Crookedest Railroad Turns New Bend
Nevada and Jim Clark team up to save the Virginia & Truckee.
By: Jana Bommersbach 02/01/2008
When completed in 2009, the new V&T line will closely follow the original right-of-way for an exciting 17-mile ride. Jim is very certain it's going to be a success.
Since Virginia City gets more than one million visitors a year, Jim believes quite a few of them will want to ride in these beautiful rail cars. Now Jim doesn't expect it to provide the kind of return its original owners earned in the late 19th century—investors made $100,000 a month! He laughs at that figure, just as he laughs when he remembers it took 1,500 workmen, mainly Chinese, a little over a year to build the original line, while it is taking hundreds of volunteers decades to bring it back.
"This will be profitable and a great asset to the area's economy and history," he says flatly.
He's particularly pleased that the State of Nevada, which created the foundation on which he serves, is so hot about this project. "The government is completely behind it," he says. So are many private donors and enthusiasts who know this piece of history is not only worth saving, but also worth repeating.

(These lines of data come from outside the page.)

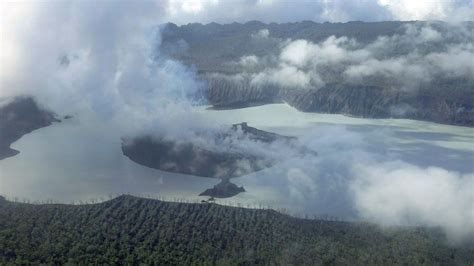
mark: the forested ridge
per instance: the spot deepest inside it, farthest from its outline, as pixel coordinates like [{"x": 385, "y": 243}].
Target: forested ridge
[{"x": 134, "y": 230}]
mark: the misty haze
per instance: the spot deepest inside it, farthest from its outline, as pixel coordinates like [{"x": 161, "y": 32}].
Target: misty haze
[{"x": 235, "y": 132}]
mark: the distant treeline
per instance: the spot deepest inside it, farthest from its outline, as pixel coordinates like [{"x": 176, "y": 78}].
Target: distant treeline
[{"x": 131, "y": 230}]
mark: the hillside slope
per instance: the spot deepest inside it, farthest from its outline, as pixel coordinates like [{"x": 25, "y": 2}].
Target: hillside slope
[
  {"x": 407, "y": 75},
  {"x": 131, "y": 230}
]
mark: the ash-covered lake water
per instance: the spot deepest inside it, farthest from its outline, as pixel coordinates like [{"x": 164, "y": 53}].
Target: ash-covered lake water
[{"x": 361, "y": 165}]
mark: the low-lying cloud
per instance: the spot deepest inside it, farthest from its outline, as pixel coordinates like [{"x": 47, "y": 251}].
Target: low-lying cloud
[{"x": 420, "y": 57}]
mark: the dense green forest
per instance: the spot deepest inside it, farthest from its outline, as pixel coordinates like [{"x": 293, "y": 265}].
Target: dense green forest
[{"x": 133, "y": 230}]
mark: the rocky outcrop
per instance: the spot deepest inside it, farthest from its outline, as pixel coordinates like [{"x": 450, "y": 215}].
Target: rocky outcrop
[
  {"x": 187, "y": 157},
  {"x": 19, "y": 117},
  {"x": 453, "y": 106},
  {"x": 225, "y": 189},
  {"x": 225, "y": 94}
]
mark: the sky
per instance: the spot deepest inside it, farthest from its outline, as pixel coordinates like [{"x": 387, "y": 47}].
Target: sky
[{"x": 228, "y": 11}]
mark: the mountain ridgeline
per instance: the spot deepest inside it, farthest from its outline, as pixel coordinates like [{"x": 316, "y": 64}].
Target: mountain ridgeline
[
  {"x": 234, "y": 58},
  {"x": 130, "y": 230}
]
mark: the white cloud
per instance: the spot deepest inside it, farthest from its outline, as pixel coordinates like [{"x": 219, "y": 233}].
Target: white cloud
[
  {"x": 400, "y": 193},
  {"x": 263, "y": 33}
]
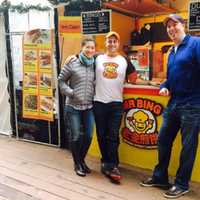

Promoter Steven Saylor thinks the foundation's next fundraiser "will draw visitors like bears to honey. It'll get 'em fired up about railroading in general and our train and communities in particular. Before you know it, money will be pouring in like the Carson River flows in the spring." The fundraiser, an international art expo called Railway Reflections, will be held July 17 through August 17.
If you attend, look for those proud parents from the foundation as they show off the beautiful locomotives and cars of a railroad they're bringing back to the glory of its youth 139 years ago.
Jim Clark will be there, looking probably proudest of all. After all, he's earned it.